Sunday, 3 May 2015

Welfare cuts: A moral arguement.

As I walked to breakfast this morning to get a paper and my coffee, I came across a rather dishevelled man in ‘The Co op.’ He stood in front of me, swaying over the automated checkout. He was holding up my line. Paying for a 99p cheese sandwich with some 99 pennies, he one by one, placed them carefully into the slot of the machine so as to ensure success. Annoying I thought (on a Sunday morning I can be heartless.) I just wanted a paper and to get to McDonalds for my weekly treat, the ‘McDonalds Breakfast.’ Anyway, later as I found myself in the McDonalds queue who was there but the unnamed unfortunate. It was whilst watching him scrape the palm of his hand for a measly £1.25 in copper coins, handing them over one by one, that I saw his unrivalled and indeed not uncommon act of bounteousness.
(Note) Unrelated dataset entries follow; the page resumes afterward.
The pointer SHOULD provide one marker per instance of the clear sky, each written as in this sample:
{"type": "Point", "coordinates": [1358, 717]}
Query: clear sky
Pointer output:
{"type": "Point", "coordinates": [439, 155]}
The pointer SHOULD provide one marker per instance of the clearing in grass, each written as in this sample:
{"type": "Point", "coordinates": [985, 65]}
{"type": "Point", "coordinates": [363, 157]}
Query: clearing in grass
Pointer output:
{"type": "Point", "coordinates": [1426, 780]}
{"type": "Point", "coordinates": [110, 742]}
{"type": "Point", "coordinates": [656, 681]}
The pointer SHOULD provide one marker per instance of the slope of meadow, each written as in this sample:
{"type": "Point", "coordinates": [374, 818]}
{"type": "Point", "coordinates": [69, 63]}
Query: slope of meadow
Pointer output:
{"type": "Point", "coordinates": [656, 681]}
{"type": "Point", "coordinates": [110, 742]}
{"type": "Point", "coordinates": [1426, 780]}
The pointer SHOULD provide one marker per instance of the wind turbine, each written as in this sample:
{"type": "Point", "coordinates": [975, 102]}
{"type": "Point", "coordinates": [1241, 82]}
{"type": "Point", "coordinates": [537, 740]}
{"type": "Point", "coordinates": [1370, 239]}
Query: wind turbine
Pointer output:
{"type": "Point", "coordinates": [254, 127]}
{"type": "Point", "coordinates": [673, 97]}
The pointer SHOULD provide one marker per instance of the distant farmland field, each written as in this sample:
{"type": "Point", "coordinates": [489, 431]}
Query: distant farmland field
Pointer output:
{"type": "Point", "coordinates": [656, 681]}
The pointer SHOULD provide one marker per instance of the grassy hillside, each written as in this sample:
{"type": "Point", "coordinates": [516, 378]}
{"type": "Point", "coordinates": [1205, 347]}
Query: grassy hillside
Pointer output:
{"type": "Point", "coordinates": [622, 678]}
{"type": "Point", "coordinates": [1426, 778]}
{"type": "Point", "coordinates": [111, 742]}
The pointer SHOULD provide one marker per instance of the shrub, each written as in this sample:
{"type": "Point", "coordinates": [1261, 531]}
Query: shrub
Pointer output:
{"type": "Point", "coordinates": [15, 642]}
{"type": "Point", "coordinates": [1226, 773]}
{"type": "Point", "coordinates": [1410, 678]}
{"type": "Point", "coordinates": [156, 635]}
After paying for his sustenance, the man put the remainder in the charity pot by the till. I was struck by this act of generosity in, what was clearly for this man’s life, a time of hardship.


I turned my thoughts to our politicians and their respective plans for welfare. Labour, backed by research from the Trussel Trust attacked the Tories this week on the apparent existence of a relationship between the fall in welfare spending and the rise in the use of food banks in this country.

After Last week’s Question Time debates, during which the PM took a question on the moral implications of future cuts, I wondered, especially after this morning, whether this is a consideration for any prospective PM. The number of food banks have risen, according to the Trussell Trust from 25,899 in 2009 to, 1,084,604 in 2015 and according to William Hague, 21 Billion of cuts have been achieved since the inception of the coalition government. So when, as she did this week, Esther McVey says that, “the rise in food banks predates most of the welfare reforms this Government has put in place,” and she was backed by a swath of other senior tory figures, It is easy to see why there might be widespread anger from the public.

So irrespective of any economic argument, whether oversimplified or not by brandishing a letter to the chief secretary to the treasury around, shouldn’t politicians as the questioner during the Question Time debates suggested, consider the moral angle. The Labour Party have signed up to 30 Billion of more cuts and as Liam Byrne said in 2012 a Labour Government may also cut welfare in real terms. There may not be a cut to Child Benefit, Child Tax Credits and other working age benefits as it was suggested earlier this week that the Tories would like to. However cuts or freezes to the welfare budget are likely from any prospective government.

Earlier this week Mr Miliband was video-taped in another kitchen putting the world to rights with his pal Russell, like two stoners at University. Saying things like, “We need to make sure the country works for the poorest in our society,” my mind was conjuring an accompaniment of script. “Yea man, for real,” or perhaps “woa…dude.” However hopeful and ‘free-loving’ it all sounded in my mind, Ed did actually say this, "I want to be clear: if we had won power in May [2010], there would have been cuts." So after the country felt all ‘cheated on’ by a ‘LibCon’ government is it reassuring to voters if Ed defends, in principle at least, the Tories’ record on cuts, especially if you are worried about further cuts to Welfare. No, pure and simple.


So as I marvelled at the generosity of the dishevelled man this morning, I thought perhaps each of the prospective candidates should just take a trip down to a city centre McDonalds and think about the moral side of welfare cuts.